JS: Have you already started to see organizations restructure in this way?
I’m seeing organizations that are restructuring—they’re separating IT out. They still have IT people who are responsible for keeping the machines and the networks up and running as IT. But they are moving the other IT teams, the ones that are responsible for the business-facing, consumer- facing technology, the content management system, the publishing system and the website, into marketing. There’s this sense that this isn’t really an IT function anymore, this is a communications function. Organizations shouldn’t be pitting marketing and IT against each other—as if they are different organizations that have different goals. They have shared goals. And the shared goal is to deliver working products that meet customer expectations. That’s a huge shift in the way organizations are structured.
JS: What lessons can publishers teach traditional business about the way to output content on multiplatform channels?

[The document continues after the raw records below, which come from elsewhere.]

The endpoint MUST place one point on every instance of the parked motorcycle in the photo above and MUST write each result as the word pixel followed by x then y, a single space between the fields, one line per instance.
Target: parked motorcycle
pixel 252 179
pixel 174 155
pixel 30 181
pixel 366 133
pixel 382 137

That’s a great question. A simple baseline is a lot of organizations really need to get their content operations under control. There’s a lot of wasted effort, a lot of duplicated work, legacy thinking like “well this is the way we’ve always done it” and that needs to change. I think publishers are like “the canary in the coal mine.” They’ve had to adapt more quickly, needed to be more forward looking with new ways of working. They’ve have to give up on old legacy business models and old ways of doing things because the work’s being yanked out from under them. I think if there is any lesson to be learnt it’s that your business model, your way of working will not exist until the end of time. Changes will happen to your industry.
JS: What advice can you give businesses about creating content?
Do not create content for any particular platform. That is the most compelling thing I can say. You just don’t have the resources. You cannot afford to be thinking: here’s what we create for the magazine, the brochure, this whitepaper, this handout or whatever. That is antiquated thinking. You need to think holistically about what you are creating and what gets created so you can have the ability to publish it to different platforms. You can have a workflow that says here’s what needs creating and this is how it is going to work on the Web, in print, on mobile, in kiosks in the lobby or wherever else you need it to go. The only way you’ll get there, and the organization will see the value in doing that, is to stop privileging one platform over another. Think of all the platforms as equal—a content publishing process, not a print, Web and mobile publishing process. I believe that the organizations that go through that mindset shift are the ones that will survive.